5 Additional basic material

THIS CHAPTER IS UNDER CONSTRUCTION!!!

5.1 Correlations among categorical variables

5.1.1 Chisquare test

When testing for correlations between two categorical variables, then the nullhypothesis is “there is no correlation”. The data can be displayed in cross-tables.

# Example: correlation between birthday preference and car ownership
load("RData/datacourse.RData")
table(dat$birthday, dat$car)
##          
##           N Y
##   flowers 6 1
##   wine    9 6

Given the nullhypothesis was true, we expect that the distribution of the data in each column of the cross-table is similar to the distribution of the row-sums. And, the distribution of the data in each row should be similar to the distribution of the column-sums. The chisquare test statistics \(\chi^2\) measures the deviation of the data from this expected distribution of the data in the cross-table.

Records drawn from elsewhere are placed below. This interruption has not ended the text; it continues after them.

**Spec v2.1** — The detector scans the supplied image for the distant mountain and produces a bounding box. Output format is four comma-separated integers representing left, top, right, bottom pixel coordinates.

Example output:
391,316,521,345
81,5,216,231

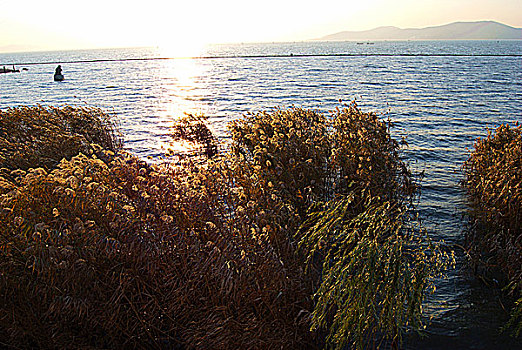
316,21,522,41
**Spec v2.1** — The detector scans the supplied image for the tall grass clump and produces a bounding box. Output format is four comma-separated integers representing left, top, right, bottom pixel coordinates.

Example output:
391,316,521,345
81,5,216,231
463,125,522,336
0,106,121,170
0,104,445,349
226,103,448,348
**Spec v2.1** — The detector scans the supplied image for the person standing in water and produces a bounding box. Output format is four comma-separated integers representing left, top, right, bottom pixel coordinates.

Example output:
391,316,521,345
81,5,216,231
54,65,63,81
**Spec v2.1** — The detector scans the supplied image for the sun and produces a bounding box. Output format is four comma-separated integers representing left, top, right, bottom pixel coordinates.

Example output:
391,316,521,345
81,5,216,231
158,38,208,58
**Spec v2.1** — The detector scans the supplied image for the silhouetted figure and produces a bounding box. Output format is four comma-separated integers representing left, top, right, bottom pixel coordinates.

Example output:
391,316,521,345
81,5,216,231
54,65,63,81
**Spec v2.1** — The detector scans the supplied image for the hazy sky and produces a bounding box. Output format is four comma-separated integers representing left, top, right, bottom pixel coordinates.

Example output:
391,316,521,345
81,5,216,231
0,0,522,54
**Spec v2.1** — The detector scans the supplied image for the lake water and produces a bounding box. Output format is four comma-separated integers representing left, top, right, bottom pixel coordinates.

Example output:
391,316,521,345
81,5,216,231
0,41,522,349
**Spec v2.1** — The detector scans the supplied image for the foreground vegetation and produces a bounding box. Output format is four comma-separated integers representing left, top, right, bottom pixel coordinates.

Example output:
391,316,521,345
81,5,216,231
464,125,522,336
0,104,447,349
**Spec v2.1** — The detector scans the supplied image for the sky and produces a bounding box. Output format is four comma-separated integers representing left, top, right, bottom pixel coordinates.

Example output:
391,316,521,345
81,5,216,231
0,0,522,54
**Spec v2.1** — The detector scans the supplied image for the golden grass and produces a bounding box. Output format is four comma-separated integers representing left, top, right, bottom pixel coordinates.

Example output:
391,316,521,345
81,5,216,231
0,104,446,349
464,125,522,335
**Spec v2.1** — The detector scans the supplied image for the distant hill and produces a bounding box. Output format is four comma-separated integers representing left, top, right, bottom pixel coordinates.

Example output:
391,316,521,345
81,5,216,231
316,21,522,41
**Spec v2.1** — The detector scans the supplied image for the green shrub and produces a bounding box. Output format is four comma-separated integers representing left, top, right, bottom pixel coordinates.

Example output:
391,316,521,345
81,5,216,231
463,125,522,335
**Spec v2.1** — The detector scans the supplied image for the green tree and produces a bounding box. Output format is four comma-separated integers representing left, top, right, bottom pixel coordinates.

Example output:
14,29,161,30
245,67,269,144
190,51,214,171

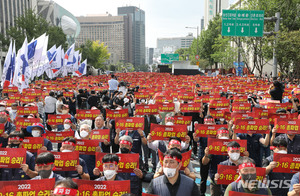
78,40,110,71
0,10,68,49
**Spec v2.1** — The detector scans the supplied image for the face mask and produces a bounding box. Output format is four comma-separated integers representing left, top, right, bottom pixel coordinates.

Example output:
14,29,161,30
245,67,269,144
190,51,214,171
0,118,6,123
163,167,176,178
38,170,52,179
8,144,20,148
103,170,117,179
61,149,73,152
229,152,240,161
31,130,40,137
80,131,89,138
64,124,71,129
242,173,256,181
277,150,287,154
219,136,229,140
120,147,130,153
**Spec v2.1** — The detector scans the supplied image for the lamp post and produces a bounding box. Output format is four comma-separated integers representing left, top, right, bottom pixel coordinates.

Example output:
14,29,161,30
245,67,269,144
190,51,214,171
185,26,199,65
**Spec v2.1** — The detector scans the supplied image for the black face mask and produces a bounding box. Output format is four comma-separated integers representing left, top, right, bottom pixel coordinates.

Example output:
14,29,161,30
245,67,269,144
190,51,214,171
8,144,20,148
120,147,130,153
242,173,256,181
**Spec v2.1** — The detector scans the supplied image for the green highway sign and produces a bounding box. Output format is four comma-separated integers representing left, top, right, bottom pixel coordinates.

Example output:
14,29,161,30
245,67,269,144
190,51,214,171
222,10,265,37
161,54,179,64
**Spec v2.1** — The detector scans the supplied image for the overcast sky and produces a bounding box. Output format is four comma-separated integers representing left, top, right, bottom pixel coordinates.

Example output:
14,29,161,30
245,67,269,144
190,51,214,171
54,0,204,48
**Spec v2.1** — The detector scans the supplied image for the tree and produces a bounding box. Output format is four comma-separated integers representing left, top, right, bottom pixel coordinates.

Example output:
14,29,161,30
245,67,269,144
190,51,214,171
78,40,110,69
0,10,68,49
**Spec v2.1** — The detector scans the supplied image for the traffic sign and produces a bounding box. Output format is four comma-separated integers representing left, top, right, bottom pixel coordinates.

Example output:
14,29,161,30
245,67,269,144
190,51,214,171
222,10,264,37
161,54,179,64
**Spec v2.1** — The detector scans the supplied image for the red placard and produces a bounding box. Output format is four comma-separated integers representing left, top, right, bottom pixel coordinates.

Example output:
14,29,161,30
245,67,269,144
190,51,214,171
234,119,270,134
17,106,38,116
46,131,74,143
178,92,195,100
217,164,266,185
150,123,187,140
47,114,71,125
273,153,300,173
207,138,247,155
158,103,175,112
209,99,230,108
96,152,139,173
38,150,79,171
0,178,55,196
15,117,40,128
23,137,44,152
135,105,158,115
229,191,267,196
106,109,129,119
115,117,144,130
90,129,110,142
195,124,228,137
274,118,300,134
73,179,130,196
158,149,192,170
0,148,26,168
76,109,101,120
75,139,99,155
180,103,201,112
174,116,192,125
232,102,251,112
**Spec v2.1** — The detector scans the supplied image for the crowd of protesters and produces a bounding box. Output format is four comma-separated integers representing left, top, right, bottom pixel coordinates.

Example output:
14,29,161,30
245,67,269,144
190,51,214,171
0,73,300,196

For calculating the chisquare test statistics \(\chi^2\), we first have to obtain for each cell in the cross-table the expected value \(E_{ij}\) = rowsum*colsum/total.

\(\chi^2\) measures the difference between the observed \(O_{ij}\) and expected \(E_{ij}\) values as:
\(\chi^2=\sum_{i=1}^{m}\sum_{j=1}^{k}\frac{(O_{ij}-E_{ij})^2}{E_{ij}}\) where \(m\) is the number of rows and \(k\) is the number of columns. The \(\chi^2\)-distribution has 1 parameter, the degrees of freedom \(v\) = \((m-1)(k-1)\).

Two examples of Chisquare distributions.

Figure 5.1: Two examples of Chisquare distributions.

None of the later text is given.